A Tours, grâce à une camionnette mise à disposition, on organise avec les producteurs "Légumes de France" une collecte de denrées directement chez l’habitant. C’est d’ailleurs une conseillère régionale d’opposition qui est en pointe dans cette opération de ramassage.

Ces opérations vont être évaluées mois après mois. On verra ce qui marche bien et moins bien. Mais ce sont les comportements qui doivent évoluer. Par exemple, dans la restauration collective, comment faire en sorte quand on est face à des enfants que des assiettes à moitié pleines ne repartent pas sur les plateaux ? On doit travailler sur la taille de la portion en l’adaptant aux besoins nutritionnels. Un gamin de sixième ne mange pas comme un gamin de troisième. On constate aussi que, que lorsqu’il y a un investissement dans la qualité – avec les circuits courts notamment –cela permet de réduire le gaspillage.

Sur le plan individuel, il fautévoluer dans les comportements d’achats, mieux gérer son frigo en apprenant à acheter moins de yaourts par exemple, pour être sûr de ne pas devoir en jeter après la date limite de consommation, et peut-être évoluer vers des achats en vrac pour les produits secs.

Pourquoi ne pas mettre deux dates sur les produit frais : "consommer de préférence avant…", et la date limite de consommation, comme cela se fait en Suisse ?

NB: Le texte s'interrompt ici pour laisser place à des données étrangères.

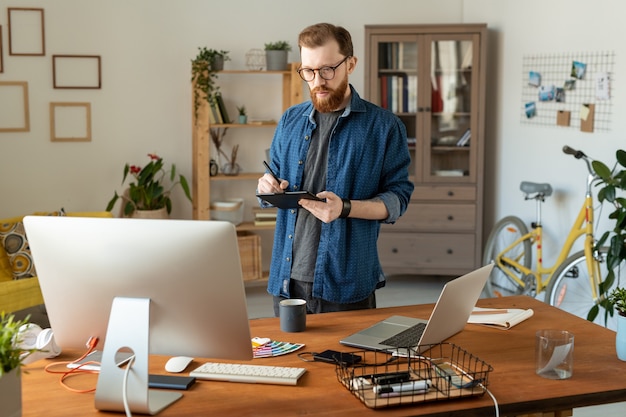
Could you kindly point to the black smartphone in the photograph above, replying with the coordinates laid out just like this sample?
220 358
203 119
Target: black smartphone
333 356
171 381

Toutes ces questions sont sur la table. Cependant j’ai une ligne jaune, c’est la sécurité sanitaire.Pas question de baisser la garde là dessus. S’il faut des modifications législatives, nous regarderons, mais  cette exigence est fondamentale ! C’est le lien de confiance entre les citoyens et leur alimentation, entre les consommateurs et leur assiette. Il ne faut pas confondre la "date limite de consommation" et la "date limite d’utilisation optimale" (DLUO). Pour des gâteaux secs par exemple, le dépassement de la DLUO ne signifie pas que le produit n’est plus consommable, il peut avoir perdu certaines qualités, son croustillant par exemple, mais il reste parfaitement bon, sain  pour la santé, et ça on ne le sait pas forcément. Je dis oui à une meilleure information.

Ne risque-t-on pas de créer des circuits alimentaires parallèles ?

Pas du tout. C’est au contraire une démarche très respectueuse pour l’alimentation. Quand on prend conscience qu’il ne faut pas jeter, c’est une marque de respect pour les producteurs. La lutte contre le gaspillage a des ressorts profonds, c’est une reconnaissance de la valeur du travail.

Rencontrez-vous des blocages ?

Les blocages sont d’ordre technique et logistique. Une chose est de dire "plutôt que de jeter, je préfère donner", encore faut-il pouvoir savoir comment.

C’est là que se pose la question du ramassage des denrées, n’est-ce pas ?

Oui, bien sûr. Cela vaut pour nous-même, mais aussi pour des producteurs qui ont des invendus. Pour cela, il faut des circuits logistiques, donc il faut du transport, et beaucoup de pédagogie. On ne réussira cette bataille que si elle comporte une dimension éducative.